Strengthening Democracy Challenge

The Problem
Americans across the political spectrum increasingly believe democracy is in danger. Yet many still support candidates who undermine democratic norms and express hostility toward people from the other party.
This growing tolerance for undemocratic behavior—paired with deepening social distrust and political violence—is fueled by distorted perceptions, algorithmic amplification, and a lack of evidence-based tools to change hearts and minds.
While hundreds of civic groups are working to bridge divides, few interventions have been tested at scale with rigorous, comparable data.
Our Approach: A Unified, Real-World Test of What Works
To meet this challenge, the project crowd-sourced 252 ideas from scholars and civic practitioners across 17 countries, ultimately selecting 25 promising interventions for a megastudy. Each intervention was tested using the same randomized, controlled experimental design, allowing for direct comparison of outcomes. Treatments included video, text, games, and chatbot interactions—covering strategies like correcting misperceptions, fostering empathy, reinforcing shared identities, and amplifying democratic norms.
Every treatment was evaluated on eight measures of democratic health, including support for political violence, willingness to back undemocratic candidates, and behavioral indicators like money-sharing in real-stakes games. The study didn’t just ask what moved attitudes—it asked what stuck. Ten interventions were followed up two weeks later to assess durability.
This side-by-side structure—applied at massive scale—represents a new gold standard in testing civic interventions.
Why This Matters Now & Early Results
Partisan hate and institutional mistrust don’t just corrode our politics—they shape how people treat one another in everyday life.
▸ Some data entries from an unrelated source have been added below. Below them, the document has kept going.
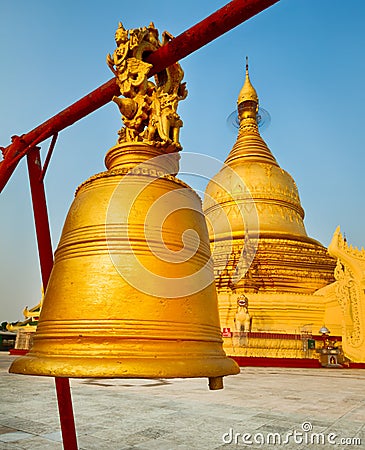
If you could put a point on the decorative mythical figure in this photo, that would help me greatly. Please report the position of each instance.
(149, 110)
(242, 317)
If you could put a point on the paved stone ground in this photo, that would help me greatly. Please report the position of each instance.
(274, 406)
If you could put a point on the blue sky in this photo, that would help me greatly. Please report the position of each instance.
(306, 62)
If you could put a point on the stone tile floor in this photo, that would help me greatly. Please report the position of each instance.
(266, 408)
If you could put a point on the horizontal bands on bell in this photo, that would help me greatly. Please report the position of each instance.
(117, 238)
(139, 329)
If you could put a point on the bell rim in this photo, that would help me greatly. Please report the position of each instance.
(149, 368)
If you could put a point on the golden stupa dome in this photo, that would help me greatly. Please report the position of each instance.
(252, 199)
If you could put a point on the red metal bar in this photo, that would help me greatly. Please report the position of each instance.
(40, 214)
(46, 262)
(223, 20)
(66, 413)
(49, 155)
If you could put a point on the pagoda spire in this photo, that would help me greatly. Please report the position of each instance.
(249, 144)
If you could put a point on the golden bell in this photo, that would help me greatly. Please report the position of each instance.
(132, 289)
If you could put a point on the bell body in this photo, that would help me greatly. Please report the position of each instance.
(132, 289)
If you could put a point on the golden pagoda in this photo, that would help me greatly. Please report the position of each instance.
(269, 273)
(26, 328)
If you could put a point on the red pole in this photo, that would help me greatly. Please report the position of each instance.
(218, 23)
(46, 262)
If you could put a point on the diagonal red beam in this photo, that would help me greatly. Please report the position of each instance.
(218, 23)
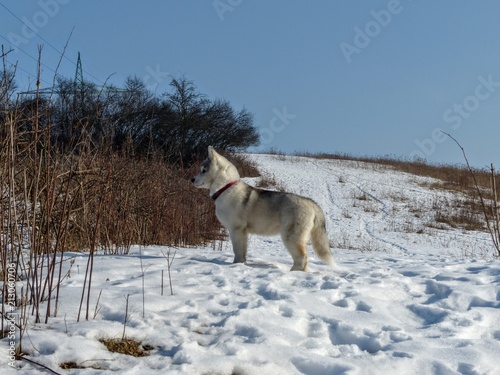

As polarization escalates, so do threats to civil discourse, election integrity, and peaceful pluralism. But this study proves something powerful: these attitudes aren’t fixed. With the right tools, we can reduce animosity, correct false assumptions, and rebuild trust—sometimes in just minutes.
By revealing which strategies meaningfully shift attitudes—and which backfire—the Strengthening Democracy Challenge offers a roadmap for everyone working to reduce division, from tech platforms and policymakers to teachers and grassroots leaders.
Early Results: 23 of 25 interventions reduced partisan animosity—some by the equivalent of 8 years of polarization growth. 6 treatments reduced support for undemocratic practices, and 5 reduced support for partisan violence. Most effective strategies: Humanizing stories and personal narratives Emphasizing shared American identity Correcting exaggerated misperceptions of the other side Pro-democracy cues from trusted political elites Durability: Several treatments sustained impact two weeks later—especially those rooted in shared identity and emotional resonance.